O encontro, que promete ser crucial para o futuro do grupo, começou a ser organizado ontem pelo ministro das Finanças da França e, de acordo com uma reportagem, poderia se estender até hoje.
Membros da direção do grupo, representando os 63 bancos credores envolvidos nas conversas de reestruturação, deverão se juntar às companhias de investimentos Apollo Management e Butler Capital e o banco de investimentos Goldman Sachs, conforme reportagens da mídia francesa.

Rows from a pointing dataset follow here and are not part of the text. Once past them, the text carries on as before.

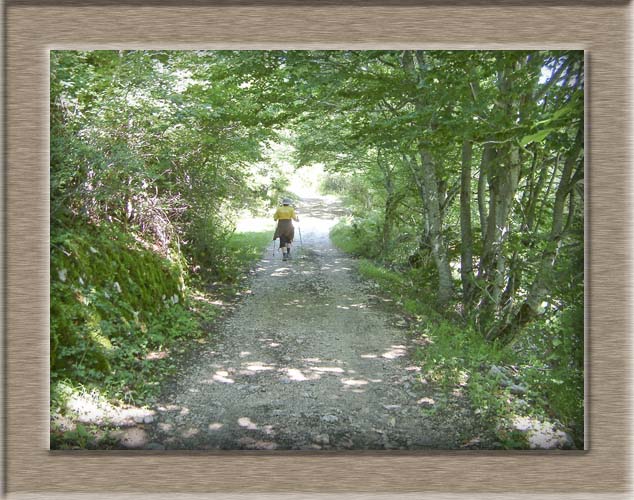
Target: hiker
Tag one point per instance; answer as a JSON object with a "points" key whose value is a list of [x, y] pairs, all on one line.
{"points": [[285, 215]]}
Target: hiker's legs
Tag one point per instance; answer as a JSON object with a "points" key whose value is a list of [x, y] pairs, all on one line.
{"points": [[284, 247]]}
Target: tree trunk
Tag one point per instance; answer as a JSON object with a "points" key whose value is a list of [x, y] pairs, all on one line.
{"points": [[539, 291], [428, 190], [466, 246]]}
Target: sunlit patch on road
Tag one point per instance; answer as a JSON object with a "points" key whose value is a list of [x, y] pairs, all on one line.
{"points": [[397, 351]]}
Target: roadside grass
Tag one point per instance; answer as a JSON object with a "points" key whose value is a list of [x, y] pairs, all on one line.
{"points": [[501, 382], [124, 363]]}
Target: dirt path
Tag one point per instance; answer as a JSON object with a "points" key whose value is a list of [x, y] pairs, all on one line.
{"points": [[311, 359]]}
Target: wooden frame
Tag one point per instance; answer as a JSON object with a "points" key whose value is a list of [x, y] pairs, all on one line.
{"points": [[33, 28]]}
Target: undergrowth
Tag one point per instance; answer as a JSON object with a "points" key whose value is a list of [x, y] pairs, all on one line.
{"points": [[540, 376], [120, 312]]}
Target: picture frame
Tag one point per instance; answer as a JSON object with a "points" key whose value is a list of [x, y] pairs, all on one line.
{"points": [[33, 28]]}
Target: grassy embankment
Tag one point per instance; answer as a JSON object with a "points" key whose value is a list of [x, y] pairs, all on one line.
{"points": [[122, 312], [528, 381]]}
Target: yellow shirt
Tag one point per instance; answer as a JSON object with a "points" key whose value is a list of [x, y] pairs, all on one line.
{"points": [[285, 212]]}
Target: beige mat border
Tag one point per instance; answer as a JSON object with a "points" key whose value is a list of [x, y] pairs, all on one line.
{"points": [[31, 471]]}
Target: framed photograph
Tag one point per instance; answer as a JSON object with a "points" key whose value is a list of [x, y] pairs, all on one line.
{"points": [[421, 116]]}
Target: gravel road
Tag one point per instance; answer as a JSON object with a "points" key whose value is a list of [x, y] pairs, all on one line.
{"points": [[313, 358]]}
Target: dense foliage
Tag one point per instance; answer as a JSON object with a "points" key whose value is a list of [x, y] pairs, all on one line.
{"points": [[463, 171]]}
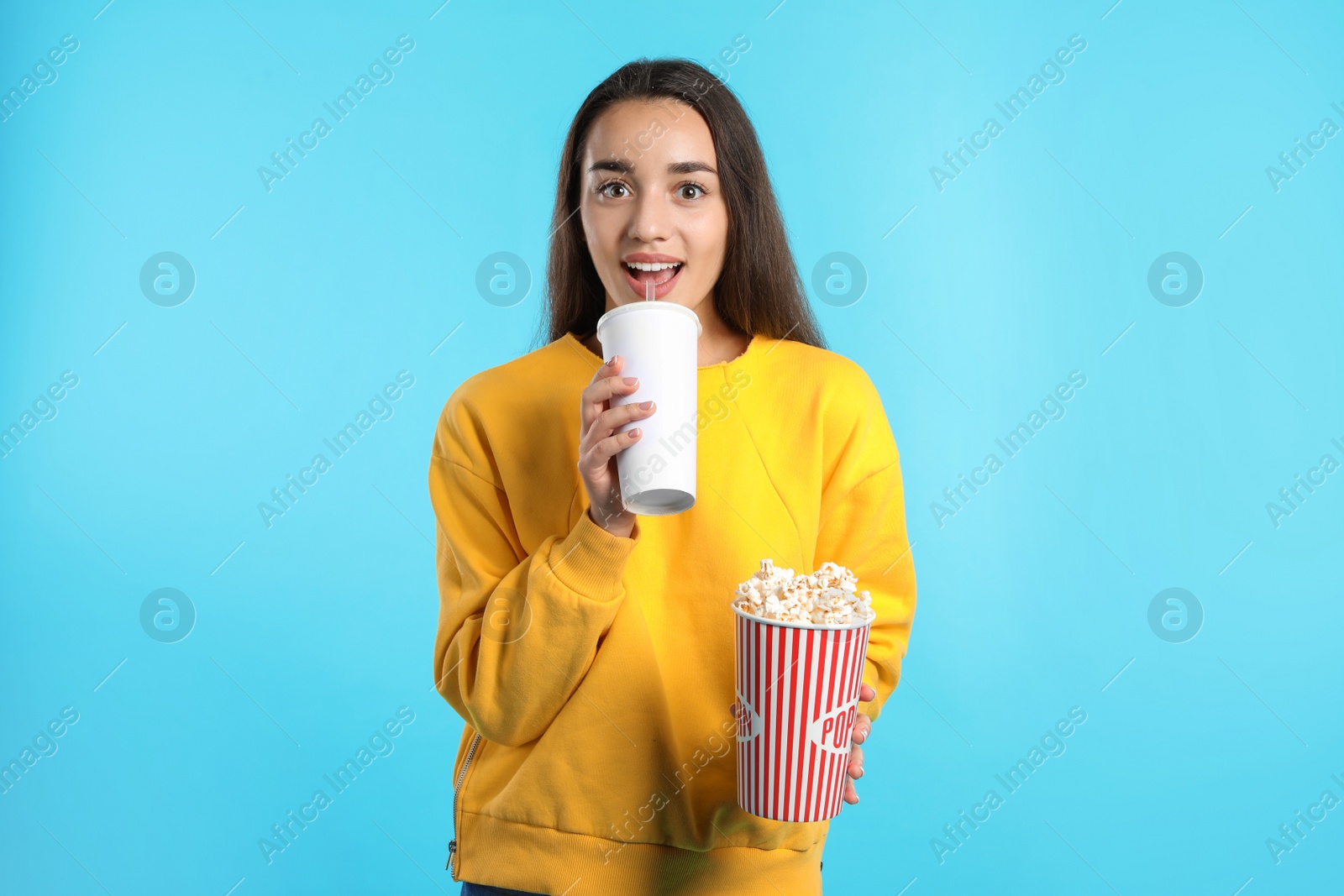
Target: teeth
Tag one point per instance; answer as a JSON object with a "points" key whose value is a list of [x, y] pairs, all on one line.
{"points": [[652, 265]]}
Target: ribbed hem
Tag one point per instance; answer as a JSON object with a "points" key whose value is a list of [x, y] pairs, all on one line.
{"points": [[543, 860], [591, 560]]}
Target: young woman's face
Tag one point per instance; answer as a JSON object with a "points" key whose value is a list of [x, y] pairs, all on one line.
{"points": [[651, 196]]}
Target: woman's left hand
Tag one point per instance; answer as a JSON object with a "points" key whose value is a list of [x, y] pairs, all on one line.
{"points": [[862, 726]]}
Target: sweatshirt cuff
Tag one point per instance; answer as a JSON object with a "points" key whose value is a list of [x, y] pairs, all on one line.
{"points": [[591, 560]]}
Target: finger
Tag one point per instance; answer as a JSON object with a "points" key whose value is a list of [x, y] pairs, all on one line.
{"points": [[602, 450], [855, 768], [862, 726], [612, 418], [596, 396]]}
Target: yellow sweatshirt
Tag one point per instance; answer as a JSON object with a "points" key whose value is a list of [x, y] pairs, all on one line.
{"points": [[595, 672]]}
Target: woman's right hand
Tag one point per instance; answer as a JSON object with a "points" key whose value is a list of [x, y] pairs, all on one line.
{"points": [[600, 443]]}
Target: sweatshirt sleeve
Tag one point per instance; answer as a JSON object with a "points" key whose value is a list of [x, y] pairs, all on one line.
{"points": [[517, 631], [864, 527]]}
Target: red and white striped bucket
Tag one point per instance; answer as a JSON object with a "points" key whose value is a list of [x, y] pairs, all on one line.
{"points": [[797, 691]]}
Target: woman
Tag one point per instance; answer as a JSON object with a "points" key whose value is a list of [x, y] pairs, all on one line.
{"points": [[589, 651]]}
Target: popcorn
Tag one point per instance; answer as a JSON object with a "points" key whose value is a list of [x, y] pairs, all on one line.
{"points": [[827, 597]]}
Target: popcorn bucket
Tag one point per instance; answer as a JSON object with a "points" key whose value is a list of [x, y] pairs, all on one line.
{"points": [[797, 689]]}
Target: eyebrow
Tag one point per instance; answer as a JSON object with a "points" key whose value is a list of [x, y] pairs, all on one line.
{"points": [[675, 168]]}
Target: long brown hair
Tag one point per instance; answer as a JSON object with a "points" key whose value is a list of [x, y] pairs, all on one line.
{"points": [[759, 291]]}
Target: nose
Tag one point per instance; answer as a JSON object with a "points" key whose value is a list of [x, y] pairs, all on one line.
{"points": [[649, 221]]}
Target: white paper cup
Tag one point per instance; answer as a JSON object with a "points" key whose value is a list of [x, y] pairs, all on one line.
{"points": [[797, 691], [660, 345]]}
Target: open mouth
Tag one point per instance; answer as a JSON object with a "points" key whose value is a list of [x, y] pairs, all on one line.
{"points": [[662, 275]]}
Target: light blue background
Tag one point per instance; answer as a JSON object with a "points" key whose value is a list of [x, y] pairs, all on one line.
{"points": [[1030, 265]]}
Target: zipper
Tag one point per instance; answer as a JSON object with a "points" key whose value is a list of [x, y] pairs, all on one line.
{"points": [[457, 789]]}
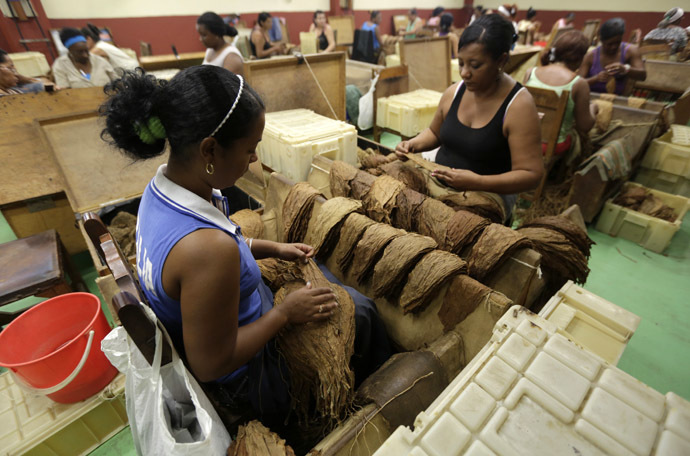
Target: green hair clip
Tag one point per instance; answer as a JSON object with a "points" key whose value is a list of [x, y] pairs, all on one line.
{"points": [[150, 132]]}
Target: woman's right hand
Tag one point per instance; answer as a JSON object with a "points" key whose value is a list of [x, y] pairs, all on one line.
{"points": [[603, 76], [308, 304], [403, 148]]}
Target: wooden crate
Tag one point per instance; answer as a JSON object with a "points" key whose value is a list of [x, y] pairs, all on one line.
{"points": [[664, 76], [296, 87], [344, 26], [428, 62], [160, 62]]}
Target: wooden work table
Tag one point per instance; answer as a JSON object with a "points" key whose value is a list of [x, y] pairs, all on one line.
{"points": [[183, 60], [28, 170]]}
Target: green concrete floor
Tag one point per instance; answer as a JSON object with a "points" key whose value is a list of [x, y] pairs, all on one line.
{"points": [[655, 287]]}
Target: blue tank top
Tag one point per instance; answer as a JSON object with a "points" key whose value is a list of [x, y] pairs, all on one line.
{"points": [[168, 213], [369, 27]]}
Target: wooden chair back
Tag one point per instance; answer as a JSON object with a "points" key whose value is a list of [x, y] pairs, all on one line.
{"points": [[144, 49], [635, 37], [400, 22], [556, 33], [657, 51], [590, 30], [551, 108], [129, 302]]}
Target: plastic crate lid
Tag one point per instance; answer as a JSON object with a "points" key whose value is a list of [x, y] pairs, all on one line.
{"points": [[302, 125], [531, 391], [681, 135]]}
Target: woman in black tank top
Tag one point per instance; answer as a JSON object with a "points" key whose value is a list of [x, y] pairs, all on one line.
{"points": [[324, 32], [259, 42], [486, 127]]}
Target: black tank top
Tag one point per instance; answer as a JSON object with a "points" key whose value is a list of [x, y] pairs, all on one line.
{"points": [[267, 45], [485, 150], [323, 41]]}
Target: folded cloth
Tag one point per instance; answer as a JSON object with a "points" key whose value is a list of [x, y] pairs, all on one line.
{"points": [[614, 160]]}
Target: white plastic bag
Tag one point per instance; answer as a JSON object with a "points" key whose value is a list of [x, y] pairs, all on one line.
{"points": [[169, 414], [366, 107]]}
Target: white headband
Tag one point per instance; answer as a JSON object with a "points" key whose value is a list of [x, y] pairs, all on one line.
{"points": [[232, 108]]}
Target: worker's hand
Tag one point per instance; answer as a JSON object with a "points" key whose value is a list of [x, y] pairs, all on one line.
{"points": [[308, 304], [403, 148], [615, 68], [593, 109], [603, 76], [459, 179], [295, 252]]}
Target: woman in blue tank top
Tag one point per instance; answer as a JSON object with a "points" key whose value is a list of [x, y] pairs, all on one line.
{"points": [[486, 127], [197, 271]]}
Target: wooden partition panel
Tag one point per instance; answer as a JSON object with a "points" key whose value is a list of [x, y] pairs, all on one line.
{"points": [[428, 62], [287, 83], [344, 26], [28, 170]]}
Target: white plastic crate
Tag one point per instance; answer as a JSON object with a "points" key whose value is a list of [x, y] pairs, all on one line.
{"points": [[650, 232], [666, 182], [392, 60], [667, 153], [292, 138], [455, 70], [308, 42], [31, 64], [530, 391], [408, 113], [591, 321], [35, 425]]}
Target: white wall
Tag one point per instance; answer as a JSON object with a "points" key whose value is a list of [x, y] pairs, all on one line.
{"points": [[86, 9], [660, 6]]}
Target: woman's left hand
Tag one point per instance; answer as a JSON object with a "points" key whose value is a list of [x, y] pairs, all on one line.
{"points": [[459, 179], [297, 251]]}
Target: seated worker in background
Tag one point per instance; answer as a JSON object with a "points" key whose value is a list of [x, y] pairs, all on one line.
{"points": [[435, 19], [372, 25], [566, 21], [24, 84], [119, 60], [528, 26], [259, 41], [8, 82], [414, 25], [510, 13], [212, 29], [78, 68], [324, 32], [558, 73], [478, 12], [197, 270], [670, 31], [608, 67], [445, 30], [486, 125]]}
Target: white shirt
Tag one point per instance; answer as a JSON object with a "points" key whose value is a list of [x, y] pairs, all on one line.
{"points": [[67, 75], [117, 57], [219, 59]]}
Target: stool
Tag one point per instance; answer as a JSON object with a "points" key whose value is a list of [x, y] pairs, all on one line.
{"points": [[35, 266]]}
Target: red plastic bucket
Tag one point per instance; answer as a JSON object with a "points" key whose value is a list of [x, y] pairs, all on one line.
{"points": [[54, 348]]}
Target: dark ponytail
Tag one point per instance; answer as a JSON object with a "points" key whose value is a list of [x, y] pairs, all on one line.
{"points": [[493, 31], [91, 31], [188, 108], [215, 24]]}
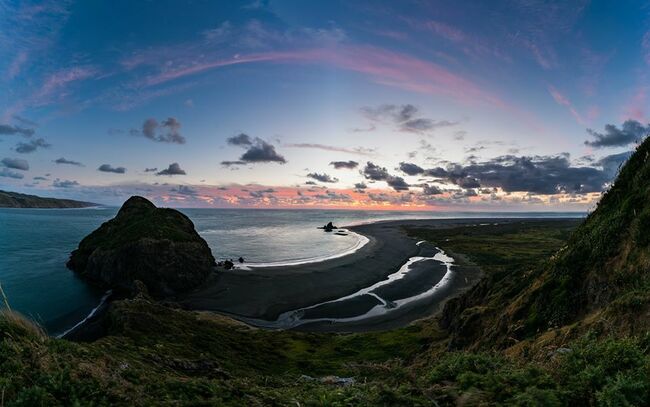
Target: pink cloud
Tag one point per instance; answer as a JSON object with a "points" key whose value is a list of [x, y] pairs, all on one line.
{"points": [[17, 64], [645, 44], [562, 100], [636, 107], [60, 79], [382, 66]]}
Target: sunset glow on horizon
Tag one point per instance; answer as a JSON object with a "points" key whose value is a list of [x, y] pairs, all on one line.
{"points": [[416, 105]]}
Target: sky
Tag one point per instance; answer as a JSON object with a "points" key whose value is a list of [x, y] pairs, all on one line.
{"points": [[517, 105]]}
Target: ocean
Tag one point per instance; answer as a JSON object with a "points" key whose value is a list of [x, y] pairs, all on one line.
{"points": [[35, 245]]}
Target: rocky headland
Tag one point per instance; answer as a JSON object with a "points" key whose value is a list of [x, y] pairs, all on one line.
{"points": [[16, 200], [157, 246]]}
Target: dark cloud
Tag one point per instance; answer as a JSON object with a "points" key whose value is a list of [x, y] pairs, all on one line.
{"points": [[262, 152], [9, 130], [536, 174], [7, 173], [612, 163], [15, 163], [173, 169], [240, 140], [375, 172], [631, 131], [397, 183], [431, 190], [31, 146], [184, 190], [232, 163], [344, 164], [58, 183], [410, 169], [168, 131], [333, 196], [258, 151], [110, 168], [468, 182], [261, 193], [405, 117], [70, 162], [322, 177]]}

A mesma fonte disse que o grupo de transporte e indústria Bolloré e o Louis Dreyfus Armateus haviam sido convidados, ainda que outras fontes tenham dúvidas a esse respeito.
O presidente da CMA CGM disse recentemente que está olhando para fundos de private equity para oferecer ao grupo entre US$ 300 a US$ 400 milhões em fundos para um perãodo de cinco a sete anos, mas, enquanto isto não acontece, não houve nenhuma declaração de voluntários para desempenhar esse papel.
A Apollo Management e Butler Capital declararam ter feito pedidos de informações a respeito da aflitiva situação do grupo marítimo.
O diário francês de negócios Les Echos disse que o estado francês poderia ser reticente em ter seu próprio fundo soberano, FSI, investindo no grupo, mas também poderia estar pronto a oferecer aos bancos contra-garantias para a CMA CGM contra os riscos associados aos financiamentos de novos navios em construção.
O governo francês é entendido como uma nova figura para desempenhar o papel de gestor do grupo ao lado de Mr. Saadé.